© Jakob Steinschaden

Interview

„Ganz Israel lebt Hightech“

Das Chat-Programm ICQ, USB-Sticks, WLAN-Technologien, Doppelkernprozessoren, die Firewall - so unterschiedlich diese Technologien auch sind, sie alle haben ein gemeinsame Herkunft: Israel. Nach den USA gilt das Land als jenes, das die meisten Hightech-Innovationen hervorgebracht hat. Weltmarktführer wie IBM, Intel, Google oder Microsoft sind längst auf den Geschmack gekommen, haben israelische Hightech-Firmen aufgekauft, Firmensitze eröffnet und Entwicklung und Produktion in das Land ausgelagert. Zuletzt wurde gar der Hightech-Riese Apple in Israel tätig und kaufte das auf Flash-Speicher spezialisierte Start-up Anobit Technologies um kolportierte 450 Millionen Dollar. Demnächst will der iPhone-Hersteller sogar seine erste Forschungseinrichtung außerhalb des Hauptfirmensitzes in Cupertino, Kalifornien, aufmachen.
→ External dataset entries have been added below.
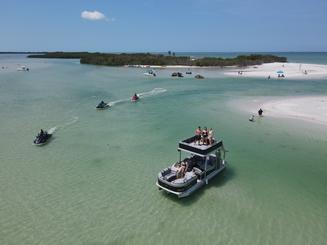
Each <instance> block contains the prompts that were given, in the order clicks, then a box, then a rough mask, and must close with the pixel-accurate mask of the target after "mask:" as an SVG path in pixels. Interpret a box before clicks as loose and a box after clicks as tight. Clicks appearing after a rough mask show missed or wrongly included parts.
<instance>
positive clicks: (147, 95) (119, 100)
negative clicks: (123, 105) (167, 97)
mask: <svg viewBox="0 0 327 245" xmlns="http://www.w3.org/2000/svg"><path fill="white" fill-rule="evenodd" d="M166 91H167V89H164V88H154V89H152V90H150V91H145V92H141V93H137V95H138V96H139V97H140V98H146V97H151V96H156V95H159V94H162V93H165V92H166ZM130 101H131V99H130V98H128V99H120V100H115V101H112V102H109V103H107V104H108V105H109V106H110V107H112V106H114V105H117V104H122V103H126V102H130Z"/></svg>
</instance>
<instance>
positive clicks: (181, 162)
mask: <svg viewBox="0 0 327 245" xmlns="http://www.w3.org/2000/svg"><path fill="white" fill-rule="evenodd" d="M187 167H188V166H187V163H186V162H184V161H182V162H181V164H180V167H179V168H178V170H177V172H176V178H177V179H179V178H183V177H184V175H185V173H186V171H187Z"/></svg>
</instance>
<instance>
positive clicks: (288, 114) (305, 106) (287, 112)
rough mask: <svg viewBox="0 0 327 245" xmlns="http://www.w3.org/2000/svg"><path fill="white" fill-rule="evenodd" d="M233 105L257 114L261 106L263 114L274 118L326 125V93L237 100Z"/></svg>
mask: <svg viewBox="0 0 327 245" xmlns="http://www.w3.org/2000/svg"><path fill="white" fill-rule="evenodd" d="M233 106H235V107H237V108H238V109H240V110H242V111H244V112H248V113H249V114H253V115H257V111H258V110H259V109H260V108H262V110H263V115H264V116H267V117H274V118H286V119H295V120H301V121H306V122H309V123H312V124H320V125H324V126H327V95H317V96H301V97H280V98H270V99H267V98H263V97H258V98H255V99H252V100H251V99H249V100H246V101H244V100H238V101H234V102H233Z"/></svg>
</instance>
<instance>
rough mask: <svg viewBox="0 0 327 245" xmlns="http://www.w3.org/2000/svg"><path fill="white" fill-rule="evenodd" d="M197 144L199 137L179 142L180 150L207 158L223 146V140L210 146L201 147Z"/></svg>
mask: <svg viewBox="0 0 327 245" xmlns="http://www.w3.org/2000/svg"><path fill="white" fill-rule="evenodd" d="M196 142H197V136H193V137H190V138H187V139H185V140H182V141H180V142H179V145H178V150H182V151H188V152H191V153H194V154H196V155H200V156H205V155H208V154H210V153H211V152H213V151H215V150H217V149H218V148H219V147H221V146H222V145H223V142H222V141H221V140H220V141H215V142H213V143H212V144H210V145H199V144H197V143H196Z"/></svg>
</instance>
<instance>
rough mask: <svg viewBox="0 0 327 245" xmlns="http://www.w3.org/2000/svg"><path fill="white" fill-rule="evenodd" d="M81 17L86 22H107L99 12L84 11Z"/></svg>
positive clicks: (107, 19)
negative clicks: (101, 21)
mask: <svg viewBox="0 0 327 245" xmlns="http://www.w3.org/2000/svg"><path fill="white" fill-rule="evenodd" d="M81 17H82V18H83V19H86V20H108V19H107V17H106V16H105V15H104V14H103V13H101V12H99V11H96V10H95V11H87V10H84V11H83V12H82V13H81Z"/></svg>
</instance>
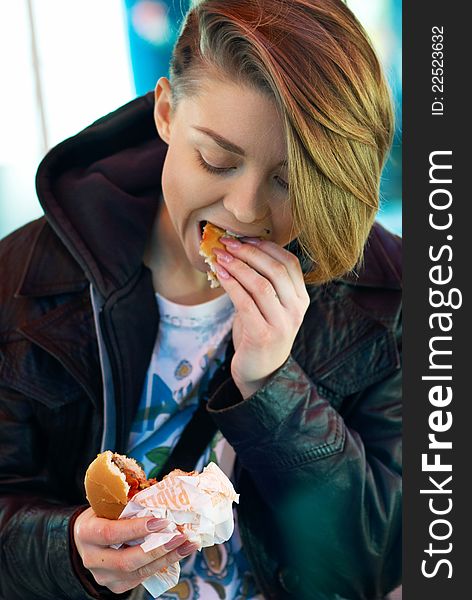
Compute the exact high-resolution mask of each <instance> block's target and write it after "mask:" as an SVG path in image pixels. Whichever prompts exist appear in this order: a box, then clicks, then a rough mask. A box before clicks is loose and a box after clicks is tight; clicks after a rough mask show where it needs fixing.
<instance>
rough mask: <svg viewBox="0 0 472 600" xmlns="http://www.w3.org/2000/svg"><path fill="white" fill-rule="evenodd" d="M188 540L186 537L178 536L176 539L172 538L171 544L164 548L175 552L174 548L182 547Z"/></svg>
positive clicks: (181, 535)
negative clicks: (178, 546) (185, 540)
mask: <svg viewBox="0 0 472 600" xmlns="http://www.w3.org/2000/svg"><path fill="white" fill-rule="evenodd" d="M186 539H187V538H186V536H185V535H178V536H176V537H175V538H172V539H171V540H170V542H167V544H164V548H165V549H166V550H173V549H174V548H177V546H180V545H181V544H182V543H183V542H184V540H186Z"/></svg>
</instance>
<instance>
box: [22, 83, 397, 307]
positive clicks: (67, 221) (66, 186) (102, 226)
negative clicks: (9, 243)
mask: <svg viewBox="0 0 472 600" xmlns="http://www.w3.org/2000/svg"><path fill="white" fill-rule="evenodd" d="M153 109H154V97H153V93H152V92H150V93H148V94H146V95H145V96H142V97H139V98H137V99H135V100H133V101H131V102H129V103H128V104H125V105H124V106H122V107H121V108H119V109H118V110H116V111H114V112H112V113H110V114H108V115H106V116H105V117H102V118H101V119H99V120H98V121H96V122H95V123H93V124H92V125H90V126H89V127H87V128H86V129H84V130H83V131H81V132H80V133H78V134H77V135H75V136H73V137H71V138H69V139H67V140H65V141H64V142H62V143H61V144H59V145H58V146H56V147H55V148H53V149H52V150H51V151H50V152H49V153H48V154H47V155H46V157H45V158H44V160H43V161H42V162H41V164H40V166H39V169H38V173H37V177H36V187H37V192H38V197H39V201H40V202H41V205H42V207H43V209H44V211H45V215H46V219H47V221H48V222H49V224H50V225H51V227H52V229H53V230H54V231H55V233H56V234H57V236H58V237H59V238H60V240H61V241H62V242H63V244H64V245H65V247H66V249H67V250H68V252H69V253H70V255H72V257H73V258H74V259H75V261H76V262H75V264H78V265H79V266H80V267H81V270H82V271H83V272H84V273H85V275H86V277H87V279H88V280H89V281H91V282H92V284H93V285H94V287H95V288H96V289H97V290H98V291H99V292H100V294H101V295H102V296H103V297H107V296H109V294H111V293H112V292H113V291H114V290H116V289H117V288H120V287H122V286H123V285H125V284H126V282H128V281H129V280H130V278H131V277H132V276H133V275H134V274H135V273H136V271H137V270H138V269H139V268H140V267H141V265H142V257H143V253H144V249H145V246H146V241H147V238H148V236H149V234H150V230H151V227H152V224H153V221H154V216H155V212H156V209H157V207H158V204H159V199H160V197H161V193H162V189H161V176H162V168H163V164H164V159H165V156H166V152H167V144H165V143H164V142H163V141H162V140H161V139H160V137H159V136H158V134H157V131H156V128H155V123H154V116H153ZM41 236H42V237H44V238H47V241H48V243H53V242H52V241H51V240H49V235H48V233H47V231H45V230H43V231H42V232H41V233H40V237H41ZM296 248H297V244H296V241H295V246H294V247H293V248H291V249H292V250H293V251H294V252H295V253H297V254H299V252H297V249H296ZM33 263H34V256H32V262H31V264H29V265H27V268H26V273H25V279H24V281H23V287H22V288H21V289H22V291H23V292H27V290H28V289H36V290H37V289H38V285H35V283H34V281H32V280H33V279H35V277H34V276H33V275H32V272H33V268H32V267H33ZM37 266H38V265H36V266H35V269H34V270H35V271H36V267H37ZM43 271H44V269H43ZM37 273H38V272H37V271H36V274H37ZM27 274H29V276H28V275H27ZM340 281H343V282H344V283H347V284H349V285H354V286H360V287H364V286H368V287H379V288H387V289H396V290H399V289H400V288H401V239H400V238H399V237H398V236H395V235H393V234H391V233H390V232H388V231H387V230H386V229H384V228H383V227H382V226H381V225H380V224H378V223H376V224H375V225H374V227H373V228H372V231H371V234H370V236H369V239H368V240H367V243H366V246H365V252H364V261H363V265H362V268H360V269H359V270H358V271H357V272H356V273H349V274H347V275H346V276H344V277H343V278H341V279H340ZM43 283H44V282H43ZM50 283H51V282H50ZM41 285H43V284H41ZM49 287H50V286H49ZM43 289H45V287H44V285H43Z"/></svg>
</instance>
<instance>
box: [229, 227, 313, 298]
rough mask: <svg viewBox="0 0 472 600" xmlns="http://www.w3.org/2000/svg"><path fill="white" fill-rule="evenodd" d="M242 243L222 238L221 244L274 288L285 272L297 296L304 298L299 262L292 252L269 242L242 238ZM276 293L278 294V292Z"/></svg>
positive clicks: (301, 275) (303, 288) (295, 256)
mask: <svg viewBox="0 0 472 600" xmlns="http://www.w3.org/2000/svg"><path fill="white" fill-rule="evenodd" d="M243 241H244V242H245V243H241V242H240V241H239V240H234V239H232V238H225V237H223V238H222V242H223V243H224V244H225V245H226V246H227V248H228V249H229V250H230V251H231V252H232V253H234V254H235V256H238V258H241V259H242V260H244V261H245V262H247V263H248V264H249V265H251V266H252V267H253V268H255V269H257V270H258V271H259V272H260V273H263V274H265V275H266V276H267V277H270V279H271V281H272V282H273V283H274V284H275V285H274V287H277V284H278V282H279V281H282V279H281V278H283V277H285V272H286V273H287V274H288V276H289V278H290V280H291V282H292V284H293V286H294V288H295V292H296V294H297V296H299V297H302V298H303V297H305V296H306V294H307V291H306V286H305V282H304V279H303V271H302V268H301V265H300V261H299V260H298V258H297V257H296V256H295V255H294V254H293V253H292V252H289V251H288V250H286V249H285V248H282V247H281V246H279V245H278V244H275V243H274V242H271V241H269V240H261V239H259V238H243ZM283 269H285V271H284V270H283ZM277 293H278V294H279V291H278V290H277ZM279 296H280V294H279Z"/></svg>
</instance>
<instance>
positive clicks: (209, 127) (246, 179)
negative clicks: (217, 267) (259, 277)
mask: <svg viewBox="0 0 472 600" xmlns="http://www.w3.org/2000/svg"><path fill="white" fill-rule="evenodd" d="M170 106H171V103H170V84H169V81H168V80H167V79H166V78H161V79H160V80H159V82H158V84H157V87H156V103H155V111H154V113H155V121H156V126H157V129H158V132H159V135H160V137H161V138H162V139H163V140H164V141H165V142H166V143H167V144H168V146H169V148H168V152H167V156H166V159H165V163H164V169H163V174H162V191H163V195H164V200H165V204H166V207H167V210H168V215H169V217H170V221H171V223H172V225H173V227H174V228H175V231H176V233H177V237H178V239H179V240H180V243H181V244H182V246H183V249H184V251H185V254H186V256H187V258H188V259H189V262H190V263H191V265H192V266H193V267H195V268H197V269H198V270H199V271H206V270H207V267H206V265H205V264H204V262H203V258H202V257H201V256H200V255H199V253H198V251H199V245H200V240H201V232H202V224H204V222H205V221H211V222H212V223H214V224H215V225H217V226H218V227H221V228H222V229H227V230H229V231H231V232H234V233H237V234H240V235H245V236H251V237H259V236H264V237H266V238H268V239H271V240H273V241H275V242H276V243H277V244H280V245H282V246H284V245H286V244H287V243H288V242H289V241H291V239H293V238H294V237H295V234H294V232H293V231H292V216H291V211H290V205H289V196H288V189H287V187H288V186H287V182H288V168H287V149H286V142H285V137H284V133H283V125H282V120H281V118H280V116H279V114H278V113H277V110H276V107H275V104H274V103H273V102H272V101H271V100H269V99H268V98H267V97H266V96H264V95H262V94H261V93H259V92H257V91H254V90H253V89H251V88H249V87H246V86H239V85H236V84H234V83H232V82H231V81H224V82H223V81H221V80H219V79H216V78H215V79H213V78H212V79H210V78H208V79H205V80H204V81H203V82H202V86H201V93H199V94H198V96H194V97H189V98H183V99H182V100H181V101H180V102H179V104H178V105H177V107H176V109H175V111H174V113H173V114H172V115H171V111H170Z"/></svg>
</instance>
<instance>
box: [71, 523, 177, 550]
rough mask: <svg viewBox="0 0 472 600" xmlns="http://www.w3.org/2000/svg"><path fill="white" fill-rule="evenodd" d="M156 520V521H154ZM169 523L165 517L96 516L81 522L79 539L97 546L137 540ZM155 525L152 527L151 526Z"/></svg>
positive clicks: (161, 528)
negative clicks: (100, 517) (85, 520)
mask: <svg viewBox="0 0 472 600" xmlns="http://www.w3.org/2000/svg"><path fill="white" fill-rule="evenodd" d="M156 521H157V522H156ZM168 525H169V521H167V520H166V519H158V520H155V519H150V518H149V517H142V518H137V519H118V520H116V521H115V520H111V519H102V518H100V517H96V518H94V519H90V520H88V521H87V522H84V523H82V524H81V530H80V531H79V535H80V539H81V541H82V542H84V543H88V544H94V545H97V546H111V545H112V544H123V543H125V542H131V541H133V540H139V539H141V538H143V537H144V536H146V535H148V534H149V533H155V532H156V531H161V530H163V529H165V528H166V527H167V526H168ZM153 526H154V527H156V528H155V529H152V528H151V527H153Z"/></svg>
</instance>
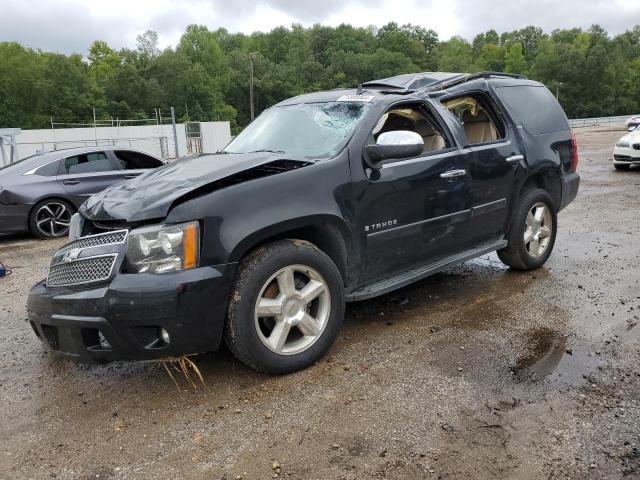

Journalist und Autor Saul Singer hat sich gemeinsam mit Co-Autor Dan Senor dem Phänomen des “Silicon Wadi“ in dem Buch  “Startup Nation Israel“ gewidmet. Im Interview mit der futurezone spricht er über die Erfolgsfaktoren des kleinen Staates, warum es ein hervorragendes “Beta-Land“ abgibt, und über die Chancen Österreichs am Technologie-Markt.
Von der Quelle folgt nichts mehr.